I get afraid of saying anything, because the response is typically one not of contrition, but rather, of amplified aggression – a defense of what that person has done and a verbal assault on top of whatever already happened. Once, the first time I said anything about someone coming right into my body space (without touching me, but coming in so close and so fast that it sets me into fight-flight mode and activates a pain spasm), the woman replied by calling me a “fat, angry girl.” In fact, she started yelling it at me, right in the middle of Whole Foods market in Sherman Oaks, CA, and the staff did nothing.
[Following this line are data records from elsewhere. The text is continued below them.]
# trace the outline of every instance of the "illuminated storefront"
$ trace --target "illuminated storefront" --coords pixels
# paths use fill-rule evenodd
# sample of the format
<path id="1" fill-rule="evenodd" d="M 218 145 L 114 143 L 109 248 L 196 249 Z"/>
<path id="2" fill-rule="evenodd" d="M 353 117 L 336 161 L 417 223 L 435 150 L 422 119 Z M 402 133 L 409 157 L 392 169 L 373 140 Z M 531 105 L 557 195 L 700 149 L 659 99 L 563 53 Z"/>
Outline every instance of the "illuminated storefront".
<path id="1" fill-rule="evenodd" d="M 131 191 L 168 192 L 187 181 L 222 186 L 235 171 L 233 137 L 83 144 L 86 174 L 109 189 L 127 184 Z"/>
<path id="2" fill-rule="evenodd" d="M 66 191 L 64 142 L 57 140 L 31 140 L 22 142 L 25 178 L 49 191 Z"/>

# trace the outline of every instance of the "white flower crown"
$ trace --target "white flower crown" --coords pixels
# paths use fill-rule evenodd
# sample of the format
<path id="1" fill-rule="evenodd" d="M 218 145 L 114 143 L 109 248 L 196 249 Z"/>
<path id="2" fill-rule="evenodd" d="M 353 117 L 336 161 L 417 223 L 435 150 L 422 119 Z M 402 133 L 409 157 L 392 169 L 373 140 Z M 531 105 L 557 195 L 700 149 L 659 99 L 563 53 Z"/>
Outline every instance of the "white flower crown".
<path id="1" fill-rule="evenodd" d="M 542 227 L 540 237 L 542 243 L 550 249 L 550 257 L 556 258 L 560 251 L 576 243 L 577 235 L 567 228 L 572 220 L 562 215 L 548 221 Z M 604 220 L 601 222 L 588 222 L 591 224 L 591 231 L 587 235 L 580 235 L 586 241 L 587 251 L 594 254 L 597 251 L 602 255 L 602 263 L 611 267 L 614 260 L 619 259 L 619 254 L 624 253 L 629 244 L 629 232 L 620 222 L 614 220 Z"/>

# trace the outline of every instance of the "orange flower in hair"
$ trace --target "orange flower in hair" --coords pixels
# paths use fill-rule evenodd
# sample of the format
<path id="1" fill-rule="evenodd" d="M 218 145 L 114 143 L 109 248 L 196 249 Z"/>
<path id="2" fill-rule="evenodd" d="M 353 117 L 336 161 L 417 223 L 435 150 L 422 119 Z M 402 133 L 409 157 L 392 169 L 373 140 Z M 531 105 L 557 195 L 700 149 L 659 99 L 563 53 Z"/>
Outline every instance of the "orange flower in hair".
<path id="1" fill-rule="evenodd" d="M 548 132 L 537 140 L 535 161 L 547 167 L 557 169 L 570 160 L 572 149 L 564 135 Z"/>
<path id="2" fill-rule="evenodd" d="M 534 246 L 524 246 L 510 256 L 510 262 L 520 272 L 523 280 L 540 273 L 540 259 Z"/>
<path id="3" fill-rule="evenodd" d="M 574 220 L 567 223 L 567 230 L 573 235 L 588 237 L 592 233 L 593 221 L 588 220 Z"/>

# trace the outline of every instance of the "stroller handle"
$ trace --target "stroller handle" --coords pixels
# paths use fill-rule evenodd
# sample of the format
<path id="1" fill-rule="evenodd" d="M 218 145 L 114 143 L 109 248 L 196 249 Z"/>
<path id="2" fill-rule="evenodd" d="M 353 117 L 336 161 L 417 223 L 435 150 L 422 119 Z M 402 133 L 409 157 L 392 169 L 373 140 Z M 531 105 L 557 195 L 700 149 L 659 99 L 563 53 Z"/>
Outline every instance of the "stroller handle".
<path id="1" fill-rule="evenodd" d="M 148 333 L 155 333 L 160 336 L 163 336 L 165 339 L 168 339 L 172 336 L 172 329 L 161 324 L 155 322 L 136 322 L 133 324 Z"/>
If anything, they seemed to blame me for the disturbance and agree with her, being that I was, by that point, extremely upset.
I was in fact so traumatized by the incident that I was unable to write about it until now, nine years later. And despite being a characteristically outspoken and assertive individual, I have since found it very difficult to call people on behavior that is not blatantly obvious.
We live in a society that defines violence as the act that is the gross manifestation of violence – ie, someone needs to be stabbed or shot or hit, preferably with blood and broken something or other as evidence that “something happened.” It is difficult to confront violence in its core, ie, energetic violence, such as the disrespect of someone else’s space – by driving too close to the car in front, with no consideration of the impact on the person in that car; by driving forward, no matter how slowly, when a human being is in front of the car, still crossing the street; by swopping into someone’s body space, so close that it’s a hair’s breadth away, and sometimes even crashing into someone’s body space, without apologizing.
Despite the fact that there are tens of millions of Americans with invisible disability and hypersensitivity, those I confront act as if they did nothing wrong and as if I am crazy – literally, I have been called mentally ill for confronting someone on inappropriate and inconsiderate behavior, like allowing a dog to charge at me, while standing by and doing nothing to stop it.
I feel overwhelmed. And because nobody can see the impact on me, and because our society is so incredibly insensitive, and because confronting someone’s behavior just ends up escalating the situation, while failing to “undo” what has happened, I say nothing. But I still suffer.
Anyhow, I want to swim now – part of dealing with the fallout of someone’s thoughtless actions is having my time stolen from me, in one form or another. So I’m going to wrap up for now. But I have a shit ton of things to say on topic. I’ll just end by saying that I saw the father-daughter duo in the supermarket. I approached the father (driver) and said, “You really do need to stop for pedestrians.” He said, “I don’t know what your problem was, you had space.” I said, “You need to stop for pedestrians.” His daughter stepped in between her father and me, with her back to me, and said, “Come on, let’s get out of here” and took off into the market.
I didn’t have the energy or commitment level to follow them.